Punjab and Haryana High Court:
Naurata Ram v. CIT [1998] 100 Taxman 266
A conjoint reading of the provisions of sections 240 and 241 shows that in the ordinary circumstances the Assessing Officer has to refund the amount which has become due to the assessee as a result of any order passed in appeal or other proceedings under the Act. Proviso to section 240 specifies two circumstances in which the refund cannot be granted as a matter of course. Section 241 empowers the competent authority to withhold refund in certain cases provided that the Assessing Officer forms an opinion that the grant of refund is likely to adversely affect the revenue. Such an order can be passed only with the previous approval of the Chief Commissioner or Commissioner. The power to withhold the refund cannot be exercised merely because some proceedings are pending before the authorities constituted under the Act or a Court of law. In other words, mere pendency of the proceedings cannot itself be a ground to deny the refund on the assumption that such refund would adversely affect the revenue. The competent authority has to form an opinion on the basis of relevant material for coming to the conclusion that the order of refund will necessarily cause prejudice to the revenue of the State. If the Legislature had intended to prohibit the refund of the amount due to the assessee only on the ground that the revenue has preferred an appeal/revision, etc., then section 240 would have been couched in a different phraseology. Absence of specific provision in the statute providing for withholding of refund only on the ground of pendency of the proceedings is clearly indicative of the intention of the Legislature that pendency of proceedings will not by itself be a ground for withholding the refund.
Hence, the writ petition was allowed, and the Assessing Officer directed to refund the amount due to the assessee.

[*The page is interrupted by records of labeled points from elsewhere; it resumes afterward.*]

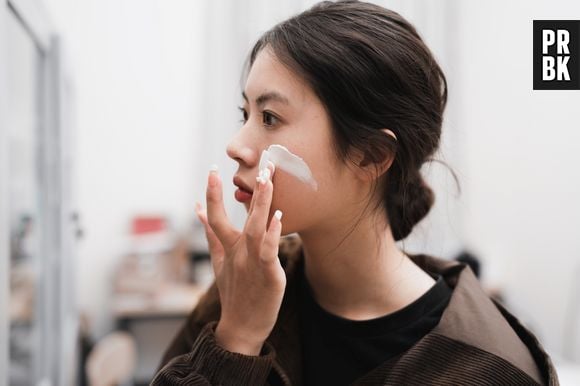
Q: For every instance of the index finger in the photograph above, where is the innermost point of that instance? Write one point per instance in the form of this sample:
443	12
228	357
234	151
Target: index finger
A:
216	213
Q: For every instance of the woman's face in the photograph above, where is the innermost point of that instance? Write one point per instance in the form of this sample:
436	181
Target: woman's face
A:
280	108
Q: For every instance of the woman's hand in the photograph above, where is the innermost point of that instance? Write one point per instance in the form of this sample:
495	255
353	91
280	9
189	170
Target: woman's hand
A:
249	277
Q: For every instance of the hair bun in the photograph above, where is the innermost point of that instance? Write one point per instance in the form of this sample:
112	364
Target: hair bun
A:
408	203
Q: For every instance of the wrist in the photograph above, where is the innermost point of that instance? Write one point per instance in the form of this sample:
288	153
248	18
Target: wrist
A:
236	341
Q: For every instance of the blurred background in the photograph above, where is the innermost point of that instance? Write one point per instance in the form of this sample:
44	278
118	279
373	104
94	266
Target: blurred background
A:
111	113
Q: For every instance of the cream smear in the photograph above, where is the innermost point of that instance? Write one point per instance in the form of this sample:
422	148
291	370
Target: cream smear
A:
282	158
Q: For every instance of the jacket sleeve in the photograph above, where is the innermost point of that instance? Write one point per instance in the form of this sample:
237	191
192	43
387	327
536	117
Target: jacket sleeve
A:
207	363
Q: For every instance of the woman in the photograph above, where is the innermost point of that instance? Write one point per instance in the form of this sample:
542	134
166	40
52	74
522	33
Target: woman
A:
350	89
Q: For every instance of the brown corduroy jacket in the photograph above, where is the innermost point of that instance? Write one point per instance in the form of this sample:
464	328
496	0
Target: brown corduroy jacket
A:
477	341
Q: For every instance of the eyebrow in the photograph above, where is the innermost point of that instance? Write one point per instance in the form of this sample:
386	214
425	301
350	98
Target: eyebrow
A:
269	96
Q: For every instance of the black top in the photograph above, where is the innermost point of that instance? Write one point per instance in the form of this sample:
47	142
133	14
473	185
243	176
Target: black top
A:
337	351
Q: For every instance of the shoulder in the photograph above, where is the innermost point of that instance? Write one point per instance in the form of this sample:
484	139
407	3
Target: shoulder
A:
478	337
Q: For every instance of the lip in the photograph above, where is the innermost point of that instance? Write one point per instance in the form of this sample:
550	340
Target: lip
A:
242	185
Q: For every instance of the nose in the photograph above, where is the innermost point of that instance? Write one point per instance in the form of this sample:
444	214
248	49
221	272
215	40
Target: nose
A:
240	151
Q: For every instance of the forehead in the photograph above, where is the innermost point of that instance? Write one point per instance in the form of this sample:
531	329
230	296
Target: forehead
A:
269	75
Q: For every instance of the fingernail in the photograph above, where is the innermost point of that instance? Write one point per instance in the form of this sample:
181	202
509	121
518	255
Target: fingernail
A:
265	174
212	179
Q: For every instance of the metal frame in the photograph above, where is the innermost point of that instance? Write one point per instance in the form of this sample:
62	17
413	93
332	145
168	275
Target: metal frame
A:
56	351
4	221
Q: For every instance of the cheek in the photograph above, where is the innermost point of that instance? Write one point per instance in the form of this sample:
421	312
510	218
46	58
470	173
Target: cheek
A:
296	200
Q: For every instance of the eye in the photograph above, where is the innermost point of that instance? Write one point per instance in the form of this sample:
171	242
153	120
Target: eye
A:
244	114
269	119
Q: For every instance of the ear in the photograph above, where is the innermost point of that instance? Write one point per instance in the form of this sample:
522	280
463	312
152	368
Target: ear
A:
370	169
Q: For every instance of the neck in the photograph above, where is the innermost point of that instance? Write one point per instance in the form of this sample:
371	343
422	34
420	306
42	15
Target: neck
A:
364	277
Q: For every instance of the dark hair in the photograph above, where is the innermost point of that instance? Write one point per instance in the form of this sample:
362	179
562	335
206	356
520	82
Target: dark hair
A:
372	71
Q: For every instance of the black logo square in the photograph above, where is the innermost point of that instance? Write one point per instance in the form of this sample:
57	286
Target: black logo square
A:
556	54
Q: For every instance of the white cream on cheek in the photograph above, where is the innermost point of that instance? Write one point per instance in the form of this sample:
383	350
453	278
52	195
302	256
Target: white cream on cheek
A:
282	158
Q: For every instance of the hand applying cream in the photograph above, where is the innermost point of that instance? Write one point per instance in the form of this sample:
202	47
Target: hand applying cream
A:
282	158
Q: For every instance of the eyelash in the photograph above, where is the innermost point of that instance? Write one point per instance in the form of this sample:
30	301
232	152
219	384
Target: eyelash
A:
264	114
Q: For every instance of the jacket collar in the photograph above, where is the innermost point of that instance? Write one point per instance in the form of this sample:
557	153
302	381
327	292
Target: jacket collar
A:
471	317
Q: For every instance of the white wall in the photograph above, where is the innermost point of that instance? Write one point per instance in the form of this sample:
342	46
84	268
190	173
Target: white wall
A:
521	156
136	65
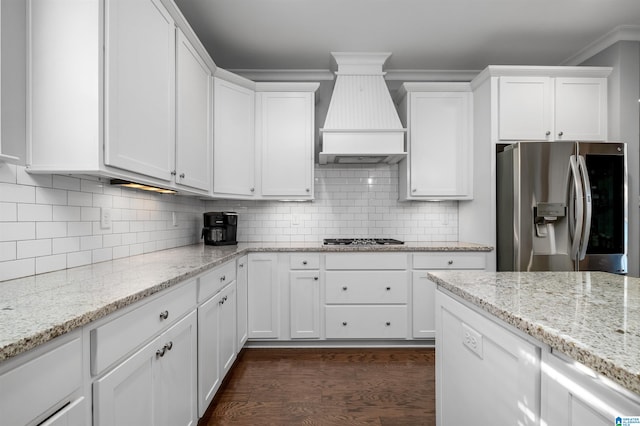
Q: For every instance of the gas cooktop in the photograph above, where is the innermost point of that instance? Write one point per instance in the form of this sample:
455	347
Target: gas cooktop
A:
360	241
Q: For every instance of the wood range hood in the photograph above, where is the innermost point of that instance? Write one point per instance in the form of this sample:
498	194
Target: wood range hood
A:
362	124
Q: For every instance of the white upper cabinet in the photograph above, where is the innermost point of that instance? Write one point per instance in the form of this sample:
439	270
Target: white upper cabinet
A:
193	117
102	98
139	87
285	138
438	117
552	108
233	140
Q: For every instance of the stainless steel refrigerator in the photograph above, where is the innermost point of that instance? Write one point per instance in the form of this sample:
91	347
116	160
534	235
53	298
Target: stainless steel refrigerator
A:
562	206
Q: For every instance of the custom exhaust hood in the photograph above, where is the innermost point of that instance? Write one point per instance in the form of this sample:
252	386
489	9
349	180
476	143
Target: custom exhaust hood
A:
362	125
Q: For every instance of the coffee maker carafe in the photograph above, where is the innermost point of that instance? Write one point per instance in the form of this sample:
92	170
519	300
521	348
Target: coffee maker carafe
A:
220	228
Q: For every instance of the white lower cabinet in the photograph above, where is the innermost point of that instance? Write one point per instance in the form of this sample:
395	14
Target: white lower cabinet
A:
242	291
154	386
575	396
424	290
304	291
45	387
264	296
485	374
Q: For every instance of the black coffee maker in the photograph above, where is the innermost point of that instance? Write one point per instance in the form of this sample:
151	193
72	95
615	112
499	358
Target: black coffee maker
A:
220	228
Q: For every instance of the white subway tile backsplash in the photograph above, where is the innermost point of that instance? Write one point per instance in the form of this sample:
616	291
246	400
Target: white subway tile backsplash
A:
8	212
17	268
33	248
17	231
7	251
34	212
51	263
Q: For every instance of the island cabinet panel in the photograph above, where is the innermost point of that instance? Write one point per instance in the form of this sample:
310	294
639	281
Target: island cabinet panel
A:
482	366
574	395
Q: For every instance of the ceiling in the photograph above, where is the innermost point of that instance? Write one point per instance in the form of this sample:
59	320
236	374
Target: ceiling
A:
420	34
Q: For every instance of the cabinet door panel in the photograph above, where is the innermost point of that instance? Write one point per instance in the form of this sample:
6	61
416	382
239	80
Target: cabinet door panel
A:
176	375
209	377
439	149
305	304
193	115
581	109
287	143
126	394
264	296
139	87
233	143
525	108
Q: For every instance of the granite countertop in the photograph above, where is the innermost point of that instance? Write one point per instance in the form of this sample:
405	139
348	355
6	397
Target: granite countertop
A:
36	309
592	317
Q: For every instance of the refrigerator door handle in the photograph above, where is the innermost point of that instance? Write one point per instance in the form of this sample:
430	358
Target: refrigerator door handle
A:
576	210
586	227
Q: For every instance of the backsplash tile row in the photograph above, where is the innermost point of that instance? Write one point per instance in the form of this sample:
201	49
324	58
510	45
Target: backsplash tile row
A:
350	201
51	222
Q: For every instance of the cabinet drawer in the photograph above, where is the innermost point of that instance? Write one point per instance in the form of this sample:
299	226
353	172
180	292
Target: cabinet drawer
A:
213	281
113	340
354	287
449	261
365	322
42	385
304	261
366	261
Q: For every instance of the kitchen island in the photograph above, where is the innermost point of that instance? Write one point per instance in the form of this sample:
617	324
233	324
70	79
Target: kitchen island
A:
544	346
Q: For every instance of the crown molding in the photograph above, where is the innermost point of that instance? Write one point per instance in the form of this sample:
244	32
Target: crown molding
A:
620	33
285	75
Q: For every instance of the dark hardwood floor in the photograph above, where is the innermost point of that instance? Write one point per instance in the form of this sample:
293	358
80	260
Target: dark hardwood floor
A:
385	387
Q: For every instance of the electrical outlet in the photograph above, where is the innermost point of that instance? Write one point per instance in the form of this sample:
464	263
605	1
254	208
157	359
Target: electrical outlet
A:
105	218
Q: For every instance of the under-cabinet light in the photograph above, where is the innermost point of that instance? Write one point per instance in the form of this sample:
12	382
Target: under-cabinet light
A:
133	185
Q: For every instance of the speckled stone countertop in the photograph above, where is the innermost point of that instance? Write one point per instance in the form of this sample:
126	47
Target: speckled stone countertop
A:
36	309
592	317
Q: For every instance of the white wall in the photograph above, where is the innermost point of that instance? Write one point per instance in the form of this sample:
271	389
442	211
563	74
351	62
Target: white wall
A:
50	222
624	126
350	201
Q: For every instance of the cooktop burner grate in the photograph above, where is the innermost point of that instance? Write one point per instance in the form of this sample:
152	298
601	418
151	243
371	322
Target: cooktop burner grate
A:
361	241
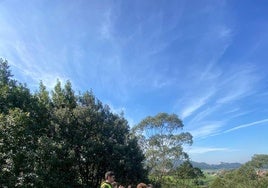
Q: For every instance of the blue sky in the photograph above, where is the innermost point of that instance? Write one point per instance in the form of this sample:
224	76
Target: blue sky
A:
203	60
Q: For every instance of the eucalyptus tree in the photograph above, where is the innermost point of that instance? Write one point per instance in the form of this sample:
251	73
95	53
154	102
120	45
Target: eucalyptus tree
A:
18	127
161	138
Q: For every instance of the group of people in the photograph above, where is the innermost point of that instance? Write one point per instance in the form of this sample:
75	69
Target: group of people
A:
111	183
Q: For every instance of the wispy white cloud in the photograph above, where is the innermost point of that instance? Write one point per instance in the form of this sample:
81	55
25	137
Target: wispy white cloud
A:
207	129
195	104
240	83
202	150
246	125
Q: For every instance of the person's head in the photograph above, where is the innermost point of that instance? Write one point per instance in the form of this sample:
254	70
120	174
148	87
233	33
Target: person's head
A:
114	184
109	176
141	185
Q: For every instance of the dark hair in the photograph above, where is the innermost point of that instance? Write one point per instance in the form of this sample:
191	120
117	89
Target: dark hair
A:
109	174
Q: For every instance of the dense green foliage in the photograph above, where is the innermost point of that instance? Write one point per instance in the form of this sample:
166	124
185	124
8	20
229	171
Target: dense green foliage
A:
161	139
246	176
60	139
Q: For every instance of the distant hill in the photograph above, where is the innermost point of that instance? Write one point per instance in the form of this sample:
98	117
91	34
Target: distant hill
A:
222	165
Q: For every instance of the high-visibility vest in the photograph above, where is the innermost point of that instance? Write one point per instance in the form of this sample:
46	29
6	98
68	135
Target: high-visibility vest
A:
106	185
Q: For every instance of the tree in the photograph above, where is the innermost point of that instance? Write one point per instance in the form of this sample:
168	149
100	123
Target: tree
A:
162	141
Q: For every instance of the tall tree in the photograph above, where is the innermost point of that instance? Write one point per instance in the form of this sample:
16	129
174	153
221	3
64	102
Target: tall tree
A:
162	141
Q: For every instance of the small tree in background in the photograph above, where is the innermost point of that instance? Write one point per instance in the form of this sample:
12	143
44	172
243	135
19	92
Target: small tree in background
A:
161	139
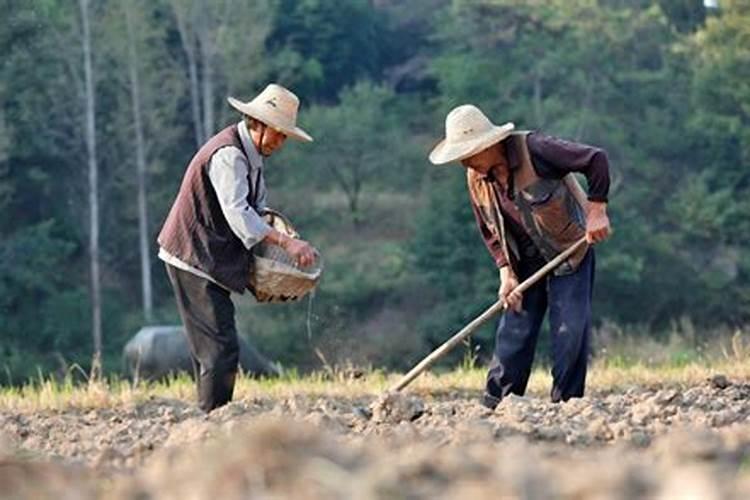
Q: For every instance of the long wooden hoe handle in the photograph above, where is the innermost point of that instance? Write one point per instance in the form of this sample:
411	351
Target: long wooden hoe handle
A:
479	320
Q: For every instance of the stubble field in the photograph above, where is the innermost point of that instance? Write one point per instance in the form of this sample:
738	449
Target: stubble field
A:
639	433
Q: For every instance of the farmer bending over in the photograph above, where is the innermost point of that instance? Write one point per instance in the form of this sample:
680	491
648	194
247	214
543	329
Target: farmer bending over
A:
528	210
214	222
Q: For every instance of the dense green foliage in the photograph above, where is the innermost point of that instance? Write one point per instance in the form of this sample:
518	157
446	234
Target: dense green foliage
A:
663	85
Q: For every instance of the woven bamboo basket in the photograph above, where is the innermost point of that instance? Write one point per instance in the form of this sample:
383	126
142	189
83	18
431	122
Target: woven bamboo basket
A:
273	276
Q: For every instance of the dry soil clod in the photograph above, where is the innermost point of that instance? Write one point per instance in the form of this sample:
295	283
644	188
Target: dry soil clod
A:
395	407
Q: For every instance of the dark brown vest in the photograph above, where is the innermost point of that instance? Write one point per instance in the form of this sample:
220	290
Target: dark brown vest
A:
196	231
552	210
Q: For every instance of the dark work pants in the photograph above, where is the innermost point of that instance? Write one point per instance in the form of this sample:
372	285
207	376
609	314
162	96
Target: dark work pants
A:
207	313
569	300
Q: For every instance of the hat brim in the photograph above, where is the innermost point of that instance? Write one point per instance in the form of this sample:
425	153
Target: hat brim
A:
258	113
447	152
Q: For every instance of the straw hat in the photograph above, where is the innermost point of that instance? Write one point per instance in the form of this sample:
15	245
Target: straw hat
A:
276	107
467	132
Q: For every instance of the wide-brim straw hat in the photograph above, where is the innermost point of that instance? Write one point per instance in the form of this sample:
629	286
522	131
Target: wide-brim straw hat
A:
467	132
277	107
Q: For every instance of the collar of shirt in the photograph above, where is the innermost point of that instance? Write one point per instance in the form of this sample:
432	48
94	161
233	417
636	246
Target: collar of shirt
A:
514	161
256	160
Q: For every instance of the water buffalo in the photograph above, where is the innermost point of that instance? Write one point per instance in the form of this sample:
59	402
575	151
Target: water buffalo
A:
155	352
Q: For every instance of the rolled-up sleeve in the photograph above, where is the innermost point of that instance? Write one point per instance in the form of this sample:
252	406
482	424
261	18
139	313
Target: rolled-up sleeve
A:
491	239
228	173
560	157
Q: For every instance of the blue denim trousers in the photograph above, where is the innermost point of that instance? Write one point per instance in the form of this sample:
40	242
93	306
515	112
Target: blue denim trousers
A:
568	298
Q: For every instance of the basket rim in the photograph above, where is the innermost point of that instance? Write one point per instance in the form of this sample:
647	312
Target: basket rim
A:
271	265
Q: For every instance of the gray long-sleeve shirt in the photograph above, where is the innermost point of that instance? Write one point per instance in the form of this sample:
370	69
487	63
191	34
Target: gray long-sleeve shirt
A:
233	176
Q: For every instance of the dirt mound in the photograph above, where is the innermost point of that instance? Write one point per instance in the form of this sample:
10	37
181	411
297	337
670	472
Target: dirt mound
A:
396	407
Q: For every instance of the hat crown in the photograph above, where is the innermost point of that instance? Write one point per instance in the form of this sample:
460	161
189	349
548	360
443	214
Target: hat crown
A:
466	123
279	102
277	107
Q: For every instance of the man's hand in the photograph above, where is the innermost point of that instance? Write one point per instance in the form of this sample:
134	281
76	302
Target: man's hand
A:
301	251
508	282
597	223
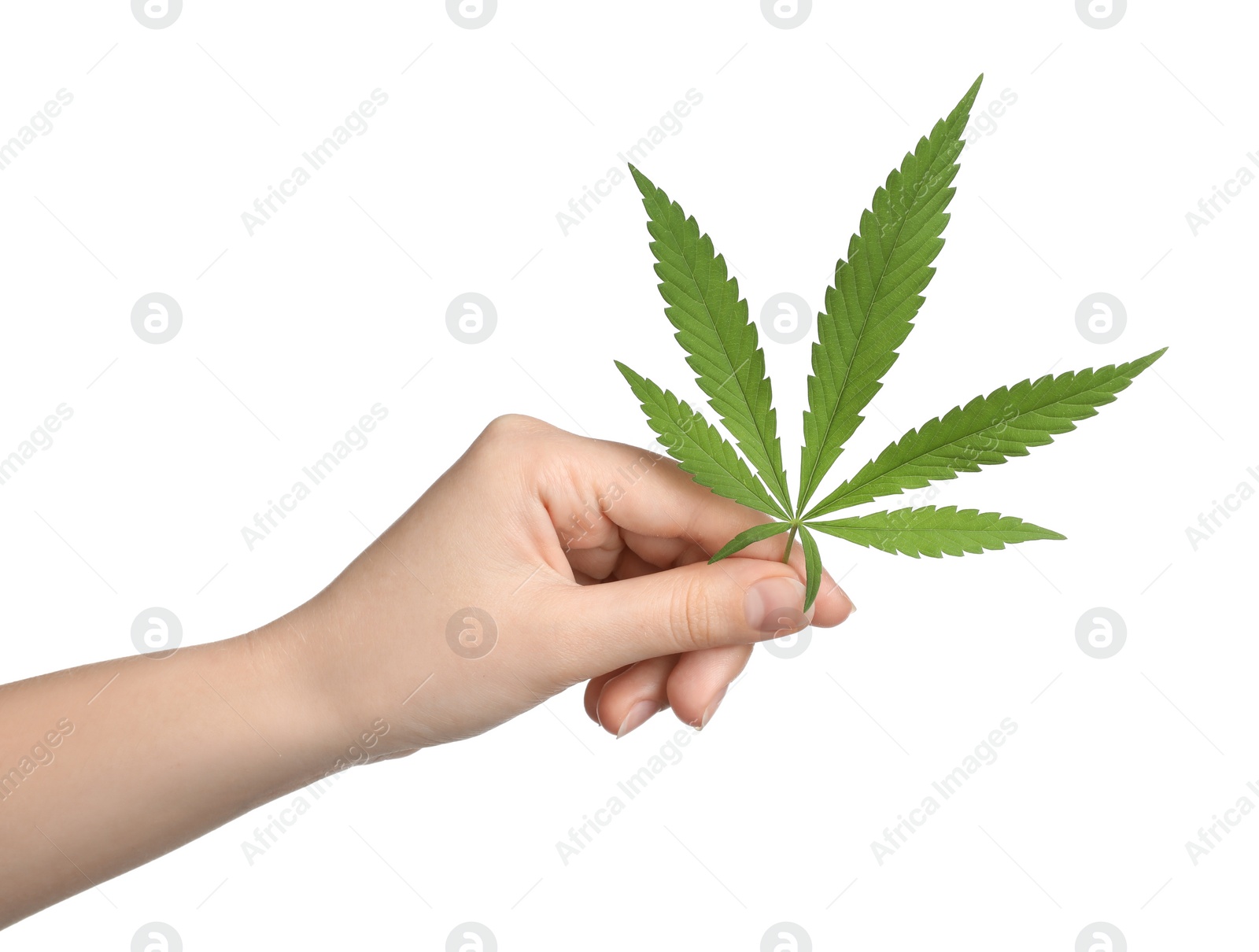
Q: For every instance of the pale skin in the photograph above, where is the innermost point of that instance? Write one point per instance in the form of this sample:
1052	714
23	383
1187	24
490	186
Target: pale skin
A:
589	557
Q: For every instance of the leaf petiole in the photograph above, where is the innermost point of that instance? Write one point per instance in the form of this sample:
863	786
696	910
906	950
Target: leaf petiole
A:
791	541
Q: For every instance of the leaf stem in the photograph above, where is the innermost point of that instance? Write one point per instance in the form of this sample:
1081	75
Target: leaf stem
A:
791	541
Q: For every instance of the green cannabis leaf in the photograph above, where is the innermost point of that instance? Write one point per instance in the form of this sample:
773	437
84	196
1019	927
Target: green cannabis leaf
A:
870	310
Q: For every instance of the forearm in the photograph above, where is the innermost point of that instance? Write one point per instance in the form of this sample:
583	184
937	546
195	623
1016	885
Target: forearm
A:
107	766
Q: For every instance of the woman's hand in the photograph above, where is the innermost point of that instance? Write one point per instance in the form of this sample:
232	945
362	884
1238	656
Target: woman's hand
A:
538	561
541	559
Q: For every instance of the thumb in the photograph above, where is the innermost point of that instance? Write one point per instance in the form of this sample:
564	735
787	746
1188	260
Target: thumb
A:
737	601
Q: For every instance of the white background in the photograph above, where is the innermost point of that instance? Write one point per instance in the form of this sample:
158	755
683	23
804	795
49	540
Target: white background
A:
290	335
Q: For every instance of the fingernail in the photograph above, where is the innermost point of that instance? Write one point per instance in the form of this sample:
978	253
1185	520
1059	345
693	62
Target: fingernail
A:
711	708
771	601
639	715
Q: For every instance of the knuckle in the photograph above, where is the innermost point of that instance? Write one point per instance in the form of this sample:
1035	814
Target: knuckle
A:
513	428
689	614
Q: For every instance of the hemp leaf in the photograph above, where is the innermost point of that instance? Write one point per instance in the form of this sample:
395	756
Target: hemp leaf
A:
870	310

Shreyans Industries Ltd. v. CIT [1998] 101 Taxman 498/[2001] 252 ITR 544 (Punj. & Har.),
Section 241 authorises the Assessing Officer to withhold the refund with the previous approval of the Commissioner for such time as may be determined by the Commissioner, but some facts are required to be brought on record to justify the withholding of refund. The mere fact and the only fact that the order was under challenge either before the High Court or before the Tribunal, was no ground to withhold the refund or to reach a conclusion that the refund would adversely affect the revenue. In the instant case, a huge amount had been withheld only on the ground that the appeal against the order of the Commissioner (Appeals) was pending before the Tribunal. No material was forthcoming on the record which could justify the withholding of the refund. The petitioner who was an assessee was not shown to be in default in the payment of income-tax dues or even in the matter of filing of returns. Once that was so the order of the Assessing Officer recommending the withholding of refund and the order of the Commissioner granting the approval for withholding of the refund, could not be justified under the provisions of section 241. Therefore, the orders of the Commissioner withholding refund were quashed and the revenue was directed to pay the amount to the petitioner in accordance with law.